ABC company's ordinary shares are expected to pay $3 per share in dividends in 4 years...

ABC company's ordinary shares are expected to pay $3 per share in dividends in 4 years and after which the dividends are expected to grow at 2% annually forever. Company ABC's shares have a beta of 1.75. The long-term return of ASX200 is 9% and the return of T-bonds is 4%

(a) What is the expected return of ABC's shares according to the CAPM?

(b) What is the implied price per share?

(c) If the shares are selling for $25/share, should you make the investment?

Solutions

Expert Solution

Given about ABC company's stock,

ABC company's ordinary shares are expected to pay $3 per share in dividends in 4 years

So, D4 = $3

and company will not pay any dividend before it.

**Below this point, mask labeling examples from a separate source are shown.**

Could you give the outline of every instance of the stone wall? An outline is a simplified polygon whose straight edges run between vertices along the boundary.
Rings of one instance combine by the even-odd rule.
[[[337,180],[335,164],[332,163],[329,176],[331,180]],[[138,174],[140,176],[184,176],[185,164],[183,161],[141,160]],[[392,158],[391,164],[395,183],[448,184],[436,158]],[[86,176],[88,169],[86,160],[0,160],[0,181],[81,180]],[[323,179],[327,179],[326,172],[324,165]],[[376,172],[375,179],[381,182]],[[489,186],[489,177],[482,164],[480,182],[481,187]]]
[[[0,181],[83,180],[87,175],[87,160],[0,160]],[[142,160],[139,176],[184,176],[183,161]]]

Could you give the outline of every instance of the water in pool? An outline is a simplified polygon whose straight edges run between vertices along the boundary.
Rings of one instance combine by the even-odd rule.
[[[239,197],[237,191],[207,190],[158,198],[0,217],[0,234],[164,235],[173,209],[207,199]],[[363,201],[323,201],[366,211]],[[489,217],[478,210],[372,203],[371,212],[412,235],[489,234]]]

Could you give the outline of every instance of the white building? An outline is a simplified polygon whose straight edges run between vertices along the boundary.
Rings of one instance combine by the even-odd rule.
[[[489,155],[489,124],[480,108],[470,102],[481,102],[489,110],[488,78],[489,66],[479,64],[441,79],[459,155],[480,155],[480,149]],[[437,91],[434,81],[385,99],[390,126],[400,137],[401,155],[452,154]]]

expected growth rate thereafter g = 2%

Company's stock Beta = 1.75

return of T-bonds = Risk free rate Rf = 4%

long-term return of ASX200 = Expected return on market Rm = 9%

a). Using CAPM, expected return on a stock = Rf + Beta*(Rm - Rf)

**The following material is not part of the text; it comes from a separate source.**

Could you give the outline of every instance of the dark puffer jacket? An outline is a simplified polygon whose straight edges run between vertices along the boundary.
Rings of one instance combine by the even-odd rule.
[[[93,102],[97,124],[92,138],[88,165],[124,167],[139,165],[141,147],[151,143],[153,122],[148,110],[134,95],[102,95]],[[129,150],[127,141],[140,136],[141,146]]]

=> expected return of ABC's shares Ke = 4 + 1.75*(9 - 4) = 12.75%

b). Share price at year 3 using constant dividend growth rate is

P3 = D4/(Ke - g) = 3/(0.1275 - 0.02) = $27.91

So, stock price today is PV of P3 discounted at Ke

=> P0 = P3/(1+Ke)^3 = 27.91/(1.1275^3) = $19.47

So, implied price per share is $19.47

c), If stock is selling for $25 per share, then it is overpriced in the current market. Since intrinsic value is less than original stock price, stock price is expected to go down. So, this investment should not be made.